The past 15 years have seen dramatic improvements in the performance of computer algorithms which attempt to recognise human speech. The falling error rates achieved by the best speech recognition systems on limited tasks have recently enabled the development of a diverse range of applications which promise to have a significant impact on many aspects of society. Examples of these range from dictation systems for personal computers to automated over-the-telephone enquiry services and interactive voice-controlled computing and mobility aids for disabled users.

Engineering research into the recognition of acoustic signals has focused on the development of efficient, trainable models which are adapted to specific recognition tasks.
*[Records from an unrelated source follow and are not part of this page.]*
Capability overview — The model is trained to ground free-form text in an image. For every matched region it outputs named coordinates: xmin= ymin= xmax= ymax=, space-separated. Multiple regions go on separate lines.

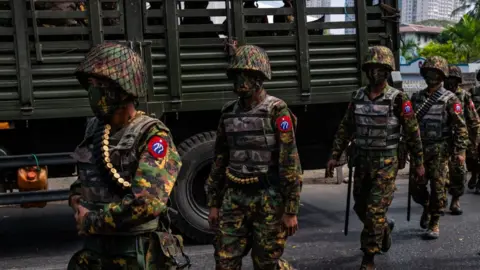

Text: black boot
xmin=450 ymin=197 xmax=463 ymax=216
xmin=420 ymin=206 xmax=430 ymax=229
xmin=360 ymin=254 xmax=377 ymax=270
xmin=382 ymin=218 xmax=395 ymax=252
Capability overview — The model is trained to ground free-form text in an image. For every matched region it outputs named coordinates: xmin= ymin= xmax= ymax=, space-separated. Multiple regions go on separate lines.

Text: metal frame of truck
xmin=0 ymin=0 xmax=400 ymax=245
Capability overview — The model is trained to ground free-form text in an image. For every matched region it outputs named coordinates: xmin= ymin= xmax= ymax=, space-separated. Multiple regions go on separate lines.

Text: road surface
xmin=0 ymin=176 xmax=480 ymax=270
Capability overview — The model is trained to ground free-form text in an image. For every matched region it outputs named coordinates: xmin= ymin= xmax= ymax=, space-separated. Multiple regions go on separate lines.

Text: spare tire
xmin=170 ymin=131 xmax=216 ymax=244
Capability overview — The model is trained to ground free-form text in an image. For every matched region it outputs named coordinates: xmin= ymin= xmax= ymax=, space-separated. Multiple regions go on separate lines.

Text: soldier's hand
xmin=208 ymin=207 xmax=218 ymax=230
xmin=457 ymin=155 xmax=465 ymax=165
xmin=327 ymin=159 xmax=337 ymax=171
xmin=75 ymin=205 xmax=90 ymax=235
xmin=282 ymin=214 xmax=298 ymax=236
xmin=70 ymin=195 xmax=81 ymax=212
xmin=416 ymin=165 xmax=425 ymax=177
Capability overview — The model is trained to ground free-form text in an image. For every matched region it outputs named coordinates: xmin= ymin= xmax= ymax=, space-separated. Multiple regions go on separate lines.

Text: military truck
xmin=0 ymin=0 xmax=400 ymax=243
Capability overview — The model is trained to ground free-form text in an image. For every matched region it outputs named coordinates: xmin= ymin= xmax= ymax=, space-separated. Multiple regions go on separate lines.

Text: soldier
xmin=410 ymin=56 xmax=468 ymax=239
xmin=207 ymin=45 xmax=302 ymax=270
xmin=467 ymin=70 xmax=480 ymax=194
xmin=273 ymin=0 xmax=295 ymax=36
xmin=444 ymin=66 xmax=480 ymax=215
xmin=328 ymin=46 xmax=425 ymax=269
xmin=68 ymin=43 xmax=187 ymax=269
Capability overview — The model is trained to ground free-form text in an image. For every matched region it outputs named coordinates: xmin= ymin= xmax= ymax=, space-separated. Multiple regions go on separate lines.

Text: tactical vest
xmin=455 ymin=87 xmax=469 ymax=107
xmin=412 ymin=87 xmax=455 ymax=144
xmin=73 ymin=115 xmax=163 ymax=235
xmin=472 ymin=86 xmax=480 ymax=112
xmin=353 ymin=87 xmax=400 ymax=150
xmin=223 ymin=95 xmax=280 ymax=178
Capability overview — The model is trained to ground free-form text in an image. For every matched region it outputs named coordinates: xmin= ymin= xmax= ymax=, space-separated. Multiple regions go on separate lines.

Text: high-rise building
xmin=345 ymin=0 xmax=356 ymax=35
xmin=401 ymin=0 xmax=463 ymax=23
xmin=306 ymin=0 xmax=332 ymax=22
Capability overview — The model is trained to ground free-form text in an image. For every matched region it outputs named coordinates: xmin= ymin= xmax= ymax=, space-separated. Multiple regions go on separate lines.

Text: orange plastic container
xmin=17 ymin=166 xmax=48 ymax=208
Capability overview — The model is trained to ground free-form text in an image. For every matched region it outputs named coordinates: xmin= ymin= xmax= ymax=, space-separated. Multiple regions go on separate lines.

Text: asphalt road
xmin=0 ymin=176 xmax=480 ymax=270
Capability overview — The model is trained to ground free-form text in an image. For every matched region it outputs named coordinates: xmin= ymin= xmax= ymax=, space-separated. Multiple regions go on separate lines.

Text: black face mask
xmin=443 ymin=78 xmax=459 ymax=92
xmin=423 ymin=70 xmax=442 ymax=88
xmin=366 ymin=68 xmax=390 ymax=86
While the acoustic signal parameterisations employed are usually chosen to crudely model the behaviour of the human auditory system, little or no use is typically made of knowledge regarding the mechanisms of speech production.

Physical and inertial constraints on the movement of articulators in the vocal tract cause variations in the acoustic realisations of sounds according to their phonetic contexts. The difficulty of accurately modelling these contextual variations in the frequency domain represents a fundamental limitation on the performance of existing recognition systems.

This dissertation describes the design and implementation of a self-organising articulatory speech production model which attempts to incorporate production-based knowledge into the recognition framework. By using an explicit time-domain articulatory model of the mechanisms of co-articulation, it is hoped to obtain a more accurate model of contextual effects in the acoustic signal, while using fewer parameters than traditional acoustically-driven approaches.

Separate articulatory and acoustic models are provided, and in each case the parameters of the models are automatically optimised over a training data set. A predictive statistically-based model of co-articulation is described, and found to yield improved articulatory modelling accuracy compared with X-ray articulatory traces. Parameterised acoustic vectors are synthesised by a set of artificial neural networks, and the resulting acoustic representations are used to re-score $N$-best recognition hypothesis lists produced by an HMM-based recogniser. The system is evaluated on two test databases, one including speaker-specific X-ray training data and the other acoustic data alone, and improvements in word recognition accuracy are obtained in each case.